New Web Site Assesses Armenian Genocide Losses

Yerevan – Armenian Genocide Losses 1915, armeniangenocidelosses.am, is a new web site created by an independent research group in Armenia, including Tom Samuelian, David Davidian, Hovhannes Asryan, Tigran Sahakyan and others too numerous to name here. “The goal is to provide a framework for informed discussion on the extent of the harm resulting from this genocide.”

Reversible and Irreversible Harm-large

It presents a formula based on international norms and precedents, which call for reversible harm to be reversed and irreversible harm to be compensated. Reversible harm includes land, property and rights that can be restored. Irreversible harm includes lost lives, destroyed property, and other intangible harm caused and benefit gained by delay and denial of the Armenian Genocide. The total harm caused and benefit gained from the Armenian Genocide is estimated to be in excess of $3 trillion.

The site takes as a starting point the 1919 Armenian Claim at the Paris Peace conference, which had both monetary and land/property restoration components. It also adds delay damages for the 100 years of denial and delay in resolving the Armenian Genocide.

As show in bar charts, the mix of reversible and irreversible harm is subject to adjustment, depending on political will. The more land, property and rights that are restored, the less monetary compensation that is due for irreversible harm, and vice versa. The site considers four scenarios for land restoration ranging from current-day Armenia and Artsakh to the 1919 Armenian Homeland claim from the Black to Mediterranean Seas made at the Paris Peace Conference.

Somewhat unique in its approach, the site recognizes that in addition to direct perpetrators there were other complicit parties and beneficiaries before, during and after the Armenian Genocide. A pie chart allocates the harm caused and benefits gained to various countries and peoples. These include the Turkey, its WWI Allies Germany, and Austro-Hungary, the Kurds, and the Great Powers, whose policies and actions factored into the Armenian Genocide and the obstruction of its timely resolution, such as, England, Russia, France, Italy, the US and later Israel.

Delay damages were calculated using present value and the time value of money and property. Delay damages also includes deprivation of access to the Armenian ancestral homeland for 100 years, interference with maintenance of cultural heritage, and the emotional distress associated with denial of the crime, delay in justice, and witnessing the depredation of one’s nation and homeland.

Irreversible harm includes post-1919 destruction of life, real and immovable property, injuries and refugee maintenance costs, destroyed and desecrated cultural heritage, lost revenues from natural resources and transit rights, stolen property, costs of continued discrimination, oppression and persecution of Armenians in Turkey, as well as projected revenues from national patrimony, including natural resources (minerals, hydrocarbons) and continued costs to Armenia of blockade and lack of access to the sea.

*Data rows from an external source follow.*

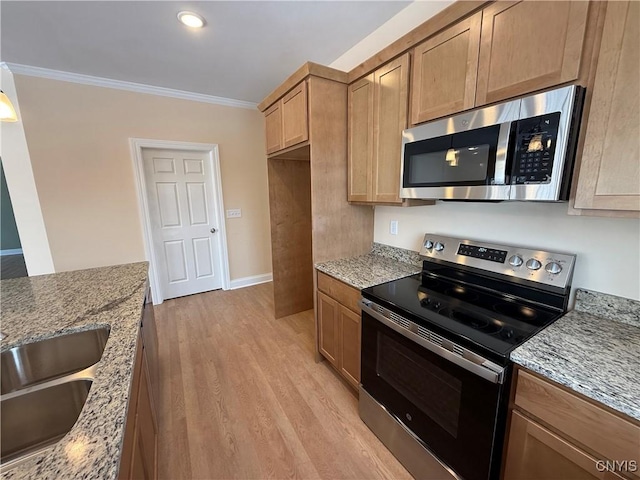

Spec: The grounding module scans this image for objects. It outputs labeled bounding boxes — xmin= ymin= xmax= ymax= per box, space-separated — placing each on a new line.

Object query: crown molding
xmin=1 ymin=62 xmax=258 ymax=110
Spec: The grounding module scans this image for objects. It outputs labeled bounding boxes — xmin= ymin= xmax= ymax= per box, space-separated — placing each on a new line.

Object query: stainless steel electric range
xmin=359 ymin=234 xmax=576 ymax=480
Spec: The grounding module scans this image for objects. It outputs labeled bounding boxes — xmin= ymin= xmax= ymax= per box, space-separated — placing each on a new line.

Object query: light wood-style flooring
xmin=154 ymin=282 xmax=412 ymax=480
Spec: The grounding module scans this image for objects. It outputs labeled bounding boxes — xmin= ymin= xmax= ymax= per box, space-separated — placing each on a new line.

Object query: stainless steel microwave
xmin=400 ymin=85 xmax=585 ymax=201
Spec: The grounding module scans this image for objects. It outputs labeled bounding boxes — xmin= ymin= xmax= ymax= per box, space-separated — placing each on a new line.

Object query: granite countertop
xmin=0 ymin=262 xmax=148 ymax=479
xmin=511 ymin=289 xmax=640 ymax=422
xmin=315 ymin=243 xmax=422 ymax=290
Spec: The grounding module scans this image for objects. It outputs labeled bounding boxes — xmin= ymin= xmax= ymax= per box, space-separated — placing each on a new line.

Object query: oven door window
xmin=403 ymin=125 xmax=500 ymax=187
xmin=361 ymin=312 xmax=503 ymax=480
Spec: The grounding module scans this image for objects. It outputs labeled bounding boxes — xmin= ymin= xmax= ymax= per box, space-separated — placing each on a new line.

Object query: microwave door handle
xmin=493 ymin=121 xmax=514 ymax=185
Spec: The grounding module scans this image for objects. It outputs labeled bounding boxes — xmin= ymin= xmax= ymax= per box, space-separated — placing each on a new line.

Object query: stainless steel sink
xmin=1 ymin=327 xmax=109 ymax=395
xmin=1 ymin=379 xmax=93 ymax=464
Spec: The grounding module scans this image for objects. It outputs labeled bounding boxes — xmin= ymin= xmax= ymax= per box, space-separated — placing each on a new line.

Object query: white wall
xmin=0 ymin=66 xmax=55 ymax=275
xmin=331 ymin=0 xmax=640 ymax=301
xmin=375 ymin=203 xmax=640 ymax=300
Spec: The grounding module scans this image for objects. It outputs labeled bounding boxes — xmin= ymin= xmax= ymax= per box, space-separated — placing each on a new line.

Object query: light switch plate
xmin=226 ymin=209 xmax=242 ymax=218
xmin=390 ymin=220 xmax=398 ymax=235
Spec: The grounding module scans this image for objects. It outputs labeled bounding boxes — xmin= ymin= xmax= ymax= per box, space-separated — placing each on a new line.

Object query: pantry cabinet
xmin=573 ymin=0 xmax=640 ymax=213
xmin=316 ymin=271 xmax=361 ymax=390
xmin=410 ymin=12 xmax=481 ymax=124
xmin=504 ymin=368 xmax=640 ymax=480
xmin=476 ymin=1 xmax=590 ymax=106
xmin=348 ymin=54 xmax=412 ymax=204
xmin=263 ymin=81 xmax=308 ymax=155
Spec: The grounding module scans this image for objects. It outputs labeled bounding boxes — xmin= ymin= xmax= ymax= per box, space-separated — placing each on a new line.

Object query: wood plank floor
xmin=154 ymin=282 xmax=412 ymax=480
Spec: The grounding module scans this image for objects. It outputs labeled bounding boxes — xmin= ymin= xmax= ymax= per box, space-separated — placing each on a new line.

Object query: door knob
xmin=210 ymin=227 xmax=217 ymax=233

The site makes the case that assessment of the harm is essential to recognition and rectification of the crime. Although justifying the need for compensation, the site comes to the sobering conclusion that “although compensation cannot make the victims whole, it can help the perpetrators and beneficiaries find the redemption they need: if not for themselves, for humanity’s sake; if not for this generation, for future generations.”

Armenian Genocide Losses
An Estimate of the Damage 100 years later

Genocide is a crime of such massive proportions that even a century later the destruction is hard to comprehend. Much of that destruction cannot be undone: murdered multitudes, lost generations, uprooted communities, obliterated cultural heritage, expropriated property, and plundered natural resources.

This website is dedicated to the Centennial of the Armenian Genocide. Rather than a claim for reparations, it outlines (in broad terms) the loss, in the belief that better understanding the extent of the harm will help find a way forward.

Most of the harm cannot be undone. But certainly the victims and their survivors should not bear the cost alone while the perpetrators enjoy the fruits of the crime in impunity and other countries extract benefits from the delay, degrading all of humanity in the process.

Compensation cannot make the victims whole, but it can help the perpetrators and beneficiaries find the redemption they need: if not for themselves, for humanity’s sake; if not for this generation, for future generations.